When ertugliflozin was administered to juvenile rats from post-natal day (PND) 21 to PND 90, a period of renal development corresponding to the late second and third trimesters of human pregnancy, increased kidney weights, dilatation of the renal pelvis and tubules, and renal tubular mineralization were seen at an exposure 13 times the maximum clinical dose of 15 mg/day, based on AUC. Effects on bone (shorter femur length, increased trabecular bone in the femur) as well as effects of delayed puberty were observed at an exposure 817 times the MRHD of 15 mg/day based on AUC. The effects on kidney and bone did not fully reverse after the 1 month recovery period.

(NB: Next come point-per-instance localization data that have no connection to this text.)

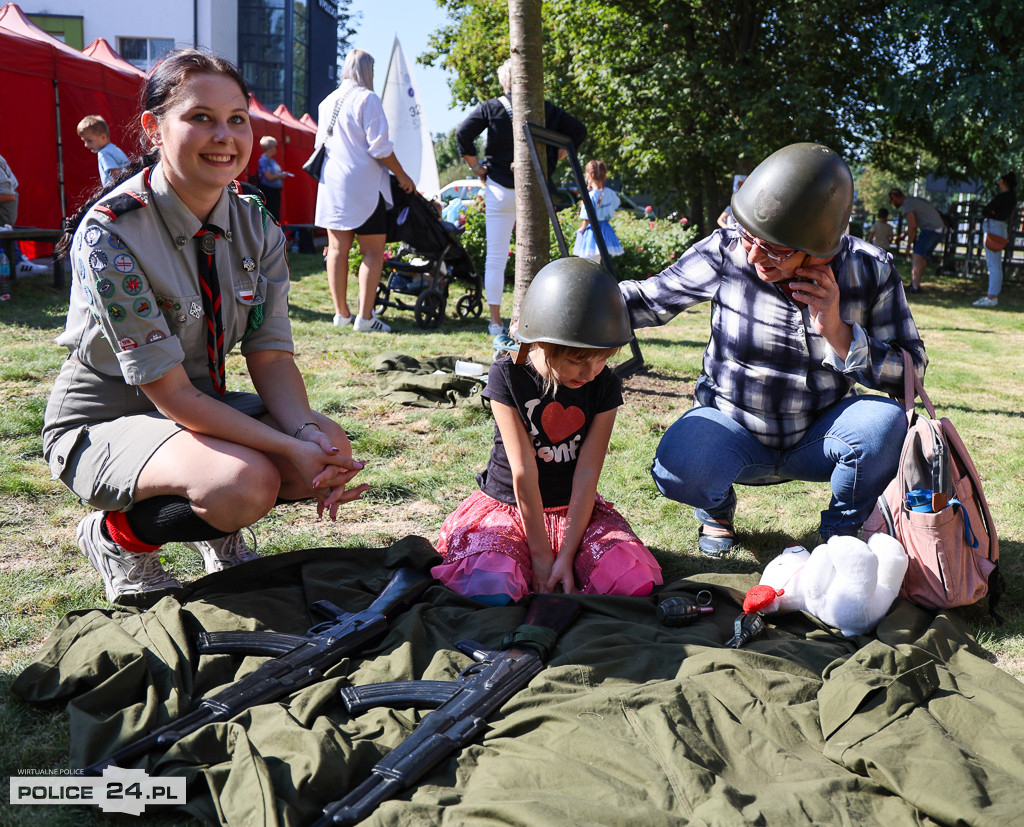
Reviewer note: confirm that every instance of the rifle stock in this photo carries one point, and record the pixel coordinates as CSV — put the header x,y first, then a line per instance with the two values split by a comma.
x,y
480,690
298,665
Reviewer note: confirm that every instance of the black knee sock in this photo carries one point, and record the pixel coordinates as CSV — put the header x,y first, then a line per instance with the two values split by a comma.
x,y
169,519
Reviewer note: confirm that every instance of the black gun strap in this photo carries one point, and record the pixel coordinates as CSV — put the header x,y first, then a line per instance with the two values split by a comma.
x,y
541,639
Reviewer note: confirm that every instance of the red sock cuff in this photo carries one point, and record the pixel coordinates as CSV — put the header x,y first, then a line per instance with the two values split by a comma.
x,y
121,533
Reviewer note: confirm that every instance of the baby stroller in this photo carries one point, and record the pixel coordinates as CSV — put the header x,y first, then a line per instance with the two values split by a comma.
x,y
429,259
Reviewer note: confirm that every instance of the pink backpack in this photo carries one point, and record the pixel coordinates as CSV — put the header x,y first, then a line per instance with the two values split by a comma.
x,y
950,539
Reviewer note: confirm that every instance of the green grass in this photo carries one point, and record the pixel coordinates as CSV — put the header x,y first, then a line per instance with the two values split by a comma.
x,y
421,463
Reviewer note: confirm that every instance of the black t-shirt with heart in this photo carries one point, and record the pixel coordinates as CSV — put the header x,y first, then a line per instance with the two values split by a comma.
x,y
558,425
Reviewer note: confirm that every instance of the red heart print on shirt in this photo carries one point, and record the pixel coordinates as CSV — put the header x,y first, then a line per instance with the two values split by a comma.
x,y
559,422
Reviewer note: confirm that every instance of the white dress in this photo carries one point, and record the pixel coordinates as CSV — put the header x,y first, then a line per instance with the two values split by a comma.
x,y
352,177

Renal and liver toxicity were observed in rodents at systemic exposure values 58 times the human exposure level, while the no-effect level was found at 19 times the human exposure level. Incisor teeth abnormalities were observed in rats at exposure levels 67 times the clinical exposure level; the no-effect level for this finding was 58-fold based on the 14-week rat study. The relevance of these findings for humans is unknown. Transient treatment-related physical signs, some of which suggest neural toxicity, such as open-mouth breathing, salivation, white foamy emesis, ataxia, trembling, decreased activity, and/or hunched posture were observed in dogs at exposure levels approximately 23 times the clinical exposure level. In addition, very slight to slight skeletal muscle degeneration was also observed histologically at doses resulting in systemic exposure levels of approximately 23 times the human exposure level. A no-effect level for these findings was found at an exposure 6-fold the clinical exposure level.
Sitagliptin has not been demonstrated to be genotoxic in preclinical studies. Sitagliptin was not carcinogenic in mice. In rats, there was an increased incidence of hepatic adenomas and carcinomas at systemic exposure levels 58 times the human exposure level. Since hepatotoxicity has been shown to correlate with induction of hepatic neoplasia in rats, this increased incidence of hepatic tumours in rats was likely secondary to chronic hepatic toxicity at this high dose. Because of the high safety margin (19-fold at this no-effect level), these neoplastic changes are not considered relevant for the situation in humans.
No adverse effects upon fertility were observed in male and female rats given sitagliptin prior to and throughout mating.
In a pre-/post-natal development study performed in rats sitagliptin showed no adverse effects.
Reproductive toxicity studies showed a slight treatment-related increased incidence of foetal rib malformations (absent, hypoplastic and wavy ribs) in the offspring of rats at systemic exposure levels more than 29 times the human exposure levels. Maternal toxicity was seen in rabbits at more than 29 times the human exposure levels. Because of the high safety margins, these findings do not suggest a relevant risk for human reproduction. Sitagliptin is secreted in considerable amounts into the milk of lactating rats (milk/plasma ratio: 4:1).